By the way – also buckwheat is technically seed – or so called pseudo-grain.
I’m looking to make your cardamom vanilla bean cupcakes which calls for almond flour – would I be able to use almond meal? Is there much difference? Thanks!
Jessica, yes blanched almond flour and almond meal are a bit different. Almond meal is ground whole almonds, with the skins left on. Blanched almond flour is obviously blanched almonds, with the skins removed. Almond meal is much grittier and has more texture and doesn’t usually result in the same fluffiness that blanched almond flour does, in baked goods. It can work in tart shells and the like, but not usually cupcakes, cakes, etc. They will always come out much flatter. Hope that helps.
You are my new favorite person! I hate to buy gluten-free flours and products made from them because they seem like mostly junk–white rice and guar gum?

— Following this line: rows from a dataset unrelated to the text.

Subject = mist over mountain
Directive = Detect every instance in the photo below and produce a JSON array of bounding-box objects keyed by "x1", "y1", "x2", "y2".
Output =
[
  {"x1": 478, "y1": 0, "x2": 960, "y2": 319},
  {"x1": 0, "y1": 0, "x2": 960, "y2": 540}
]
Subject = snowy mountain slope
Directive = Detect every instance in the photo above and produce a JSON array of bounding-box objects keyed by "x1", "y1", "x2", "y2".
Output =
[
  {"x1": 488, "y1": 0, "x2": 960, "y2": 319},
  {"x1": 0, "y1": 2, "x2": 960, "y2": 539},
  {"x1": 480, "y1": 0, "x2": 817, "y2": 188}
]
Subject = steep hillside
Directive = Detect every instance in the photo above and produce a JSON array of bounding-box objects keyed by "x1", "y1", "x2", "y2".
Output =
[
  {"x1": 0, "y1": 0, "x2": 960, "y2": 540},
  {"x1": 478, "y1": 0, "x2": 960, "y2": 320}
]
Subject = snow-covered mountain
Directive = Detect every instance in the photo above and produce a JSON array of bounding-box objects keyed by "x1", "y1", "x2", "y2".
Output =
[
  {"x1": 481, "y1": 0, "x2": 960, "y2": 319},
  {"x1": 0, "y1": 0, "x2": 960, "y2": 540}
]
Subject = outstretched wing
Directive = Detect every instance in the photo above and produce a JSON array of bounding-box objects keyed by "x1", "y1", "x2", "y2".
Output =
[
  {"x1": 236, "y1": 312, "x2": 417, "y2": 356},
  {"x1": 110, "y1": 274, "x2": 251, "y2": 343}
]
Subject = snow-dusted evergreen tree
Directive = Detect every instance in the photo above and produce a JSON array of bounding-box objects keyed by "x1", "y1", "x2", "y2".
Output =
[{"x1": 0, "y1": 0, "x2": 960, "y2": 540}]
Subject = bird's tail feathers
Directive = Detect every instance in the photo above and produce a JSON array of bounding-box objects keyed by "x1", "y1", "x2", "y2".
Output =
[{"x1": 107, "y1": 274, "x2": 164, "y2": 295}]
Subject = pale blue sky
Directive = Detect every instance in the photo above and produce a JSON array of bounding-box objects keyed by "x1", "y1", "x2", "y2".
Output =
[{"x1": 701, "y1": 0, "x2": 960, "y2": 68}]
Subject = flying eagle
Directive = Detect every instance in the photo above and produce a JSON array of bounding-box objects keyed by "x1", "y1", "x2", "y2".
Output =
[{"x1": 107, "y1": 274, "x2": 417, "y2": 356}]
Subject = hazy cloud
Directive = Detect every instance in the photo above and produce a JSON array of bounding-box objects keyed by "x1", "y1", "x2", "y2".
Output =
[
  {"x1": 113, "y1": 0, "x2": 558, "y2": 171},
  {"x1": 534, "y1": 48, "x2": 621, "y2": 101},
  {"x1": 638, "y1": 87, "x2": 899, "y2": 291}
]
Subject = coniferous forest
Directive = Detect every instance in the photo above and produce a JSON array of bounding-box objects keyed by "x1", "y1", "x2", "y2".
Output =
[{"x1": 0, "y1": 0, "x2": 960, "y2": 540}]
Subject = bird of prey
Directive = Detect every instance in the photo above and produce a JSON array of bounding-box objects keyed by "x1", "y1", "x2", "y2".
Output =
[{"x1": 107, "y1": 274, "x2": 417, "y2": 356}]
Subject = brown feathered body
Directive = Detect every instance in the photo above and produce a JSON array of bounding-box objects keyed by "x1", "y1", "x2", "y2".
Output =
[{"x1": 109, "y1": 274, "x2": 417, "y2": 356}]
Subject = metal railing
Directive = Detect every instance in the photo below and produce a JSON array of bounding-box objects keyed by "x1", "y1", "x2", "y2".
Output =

I’m sure I can do better for my body than that. I’ve always been intimidated by trying to make my own mixture, but your ratio is so helpful! I’m definitely going to try it out.
Thank you for sharing your amazing recipes!
My grandmother made the best damn whole wheat bread/rolls. Since CD in ’08 I have been trying to find similar item :(. Still looking. Have come close but… Usually too heavy of baked goods.
I will give the 70/30 a shot.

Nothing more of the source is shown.